The 108 stitches on a baseball grab the air around the ball and create a larger boundary layer than a ball with no seams would create. The horseshoe shape all around the baseball allows a pitcher to throw just about any pitch as a two-seam pitch, a four-seam pitch, or something that isn’t quite either of those (a three seamer?). Most sliders fall into the third category.

A four-seam pitch spins on an axis that allows four seams to influence the boundary layer. The four seams are evenly spaced (balanced) around the baseball. This symmetry creates a stable and relatively predictable Magnus effect.

A two-seam pitch, though, spins on an axis that unbalances the seams even though all four seams still influence the boundary layer. This axis puts a seam loop on either side of the ball, leaving the two connecting seams close together on one side of the ball.

With the axis turned slightly to the left or the right, one of the seam loops moves toward the point of pressure (where the ball breaks through the surrounding air and experiences the greatest wind resistance), and the other seam loop moves away from it. This axis exaggerates the Magnus effect of the seam that moves toward the point of pressure, and reduces the Magnus effect of the seam that moves away.

The dominant seam, because of its almost circular shape, creates a point of nearly constant friction as it pushes boundary layer air almost directly into the air breaking across the point of pressure. When the seam catches that angle just right, the baseball will dart left or right depending on which seam is dominant."[/i]

But dont really understand it. So 2 or 4 seams makes more break?
got it here = http://www.texasleaguers.com/articles/the-magnus-effect-why-pitches-move.html

It’s individual.

It’s all how YOU can get the most amount of break possible.

That’s why there’s so many different grips because EVERYONE is DIFFERENT.

If there was one way to get more break then another way then everyone would be throwing a curve the same way.

It boils down to playing around with different grips and seeing what works best for you.

You can look at theories and go by theory, but once you start applying things in theory it doesn’t necessarily transfer over correctly.

To add onto what wales said, it’s less about what 2 vs. 4 seams will do, but more about how you impart spin on the ball. If one grip allows you to impart more break then use it, regardless of how you hold it.

A lot of pros throw two-seam curve balls. It’s not uncommon, though traditionally you would use a four-seam grip. Sometimes you just can’t get the feel of a certain pitch, though. For example: I throw almost exclusively two-seam fastballs inside, because I am not confident in commanding a four-seam fastball to the inside part of the plate. (Steven Ellis said the same thing, I think.)

[quote=“Wales Diesel”]It’s individual.

It’s all how YOU can get the most amount of break possible.

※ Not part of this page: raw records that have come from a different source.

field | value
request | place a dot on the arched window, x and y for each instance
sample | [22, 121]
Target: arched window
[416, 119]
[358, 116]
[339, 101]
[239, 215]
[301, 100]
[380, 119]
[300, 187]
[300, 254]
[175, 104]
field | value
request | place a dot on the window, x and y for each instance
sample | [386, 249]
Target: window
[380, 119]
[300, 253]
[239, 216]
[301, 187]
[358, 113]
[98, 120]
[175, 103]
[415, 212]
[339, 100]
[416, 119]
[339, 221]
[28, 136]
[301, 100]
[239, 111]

That’s why there’s so many different grips because EVERYONE is DIFFERENT.

If there was one way to get more break then another way then everyone would be throwing a curve the same way.

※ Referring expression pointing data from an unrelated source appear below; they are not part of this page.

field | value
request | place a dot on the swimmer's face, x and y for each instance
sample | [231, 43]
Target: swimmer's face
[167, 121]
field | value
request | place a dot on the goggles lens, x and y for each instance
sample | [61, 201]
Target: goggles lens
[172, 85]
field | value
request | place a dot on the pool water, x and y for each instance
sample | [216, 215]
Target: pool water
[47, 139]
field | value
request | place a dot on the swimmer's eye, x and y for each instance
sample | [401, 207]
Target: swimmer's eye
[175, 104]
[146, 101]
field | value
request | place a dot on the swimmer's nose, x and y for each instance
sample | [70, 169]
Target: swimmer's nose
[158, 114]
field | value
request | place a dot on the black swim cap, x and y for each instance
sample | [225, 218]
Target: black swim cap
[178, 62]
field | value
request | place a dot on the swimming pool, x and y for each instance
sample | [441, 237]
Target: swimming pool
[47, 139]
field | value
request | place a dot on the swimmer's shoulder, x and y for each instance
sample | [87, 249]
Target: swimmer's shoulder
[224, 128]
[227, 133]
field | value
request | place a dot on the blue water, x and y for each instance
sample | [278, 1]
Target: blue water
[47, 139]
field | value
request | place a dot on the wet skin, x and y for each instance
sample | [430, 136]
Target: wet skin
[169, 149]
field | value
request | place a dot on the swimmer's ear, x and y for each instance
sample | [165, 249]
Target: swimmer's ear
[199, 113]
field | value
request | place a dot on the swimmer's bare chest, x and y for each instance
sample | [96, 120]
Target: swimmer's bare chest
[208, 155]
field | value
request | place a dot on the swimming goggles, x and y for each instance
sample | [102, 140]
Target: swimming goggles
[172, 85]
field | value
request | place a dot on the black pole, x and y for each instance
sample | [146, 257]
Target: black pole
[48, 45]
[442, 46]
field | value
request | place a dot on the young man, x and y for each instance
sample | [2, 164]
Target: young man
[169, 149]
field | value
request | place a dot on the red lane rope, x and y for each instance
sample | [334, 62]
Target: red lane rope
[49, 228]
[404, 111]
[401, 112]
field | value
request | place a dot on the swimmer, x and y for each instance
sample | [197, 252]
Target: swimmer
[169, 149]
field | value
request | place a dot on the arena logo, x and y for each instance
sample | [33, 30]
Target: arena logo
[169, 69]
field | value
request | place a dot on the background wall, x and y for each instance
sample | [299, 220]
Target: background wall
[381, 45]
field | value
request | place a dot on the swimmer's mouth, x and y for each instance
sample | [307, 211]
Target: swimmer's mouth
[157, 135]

It boils down to playing around with different grips and seeing what works best for you.

You can look at theories and go by theory, but once you start applying things in theory it doesn’t necessarily transfer over correctly.[/quot

Absolutely right! Well said

Certainly there are other parameters that affect the pitch. But, all other things being equal, the more seams there are pushing into the wind, the more air resistance is created on the side of the ball spinning into the wind resulting in more movement towards the opposite side of the ball.

The force responsible for movement or lack thereof in any pitch is called the Magnus Force. This is the same force that gives airplanes lift.

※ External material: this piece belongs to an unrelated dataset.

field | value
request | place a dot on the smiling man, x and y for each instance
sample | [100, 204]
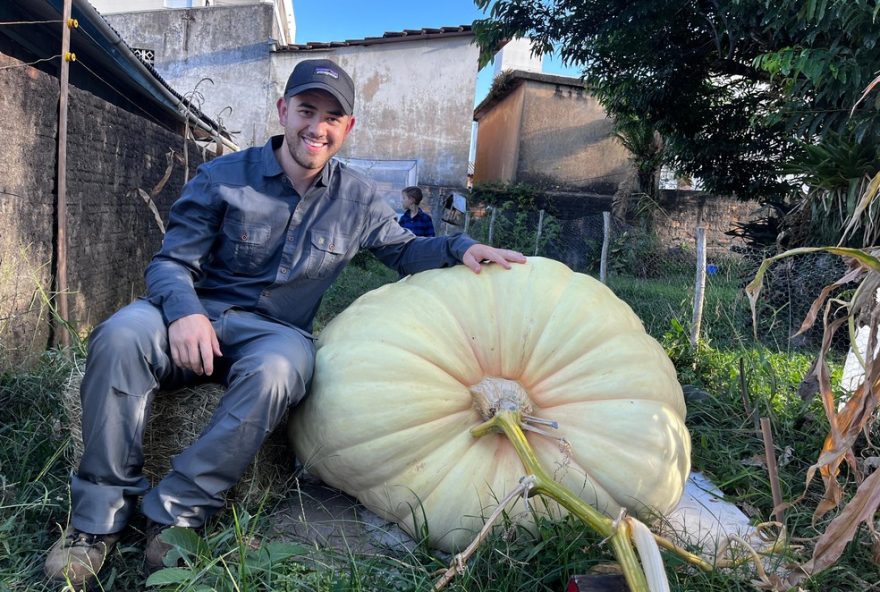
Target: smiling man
[252, 244]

The Magnus force works as such:

When an object is moving through the air, air flows around the object. If air moves faster over one surface of the object than the other, the object tends to go in that direction.

A curveball curves because the seams rotating forward makes the air flow over the top of the ball slower, and the air flow under the ball faster. This gives it the downward movement.
Conversely, with a four seam fastball, the air over the top is moving faster because it has backspin. This gives it a little bit of lift, which in some cases gives it the appearance of rising.

You see, its all a matter of physics. Everything is. So take these facts, and determine for yourself how many seams you want to go against the flow of air.